Rising Trend: Cybercriminals Seek Out Vulnerability with Small Businesses

  • More now than ever before, it is imperative for small businesses to project themselves from cyber-thieves, even if they have limited budgets.
  • “Small businesses feel like they’re immune from cybercrime, and they’re wrong,” says Larry Ponemon, chairman of the privacy think tank Ponemon Institute. “They are absolutely on the list of potential targets of cybercriminals.”
  • Research by Verizon’s forensic analysis unit reveals that of the 855 data breaches worldwide in 2011, 72 percent of those were done to companies with 100 or fewer employees (up from 63 percent in 2010). The small business is a very real target.

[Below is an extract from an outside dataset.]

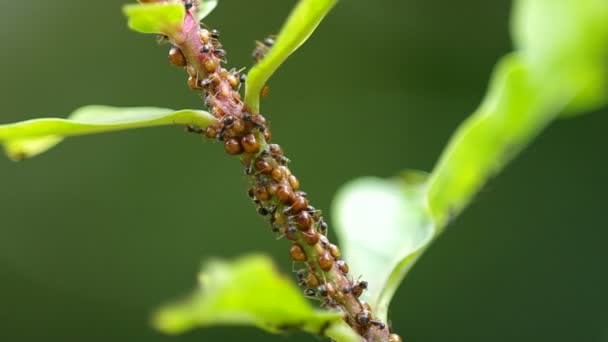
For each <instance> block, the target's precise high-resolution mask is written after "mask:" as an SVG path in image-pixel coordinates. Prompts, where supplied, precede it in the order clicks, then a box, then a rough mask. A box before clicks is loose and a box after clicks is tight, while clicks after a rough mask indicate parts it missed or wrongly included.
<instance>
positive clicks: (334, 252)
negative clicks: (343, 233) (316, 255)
mask: <svg viewBox="0 0 608 342" xmlns="http://www.w3.org/2000/svg"><path fill="white" fill-rule="evenodd" d="M327 249H329V253H330V254H331V256H333V257H334V258H336V259H338V258H340V254H341V253H340V248H338V246H336V245H334V244H331V243H330V244H329V246H327Z"/></svg>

  • “A survey last year of executives at 500 U.S. companies of varying sizes found that 76 percent had had a cybersecurity incident within the past 12 months resulting in the loss of money, data, intellectual property or the ability to conduct day-to-day business, according to the Computing Technology Industry Association, an information-technology industry trade group,” reports the Wall Street Journal.
  • In many such cases, courts find that banks aren’t responsible for the money lost in cybercrime cases, “which a business client’s computer systems were breached,” notes the article.
  • “Cybersecurity experts say small-business owners need to do more to protect their firms from high-tech thieves than rely on standard security products,” adds WSJ.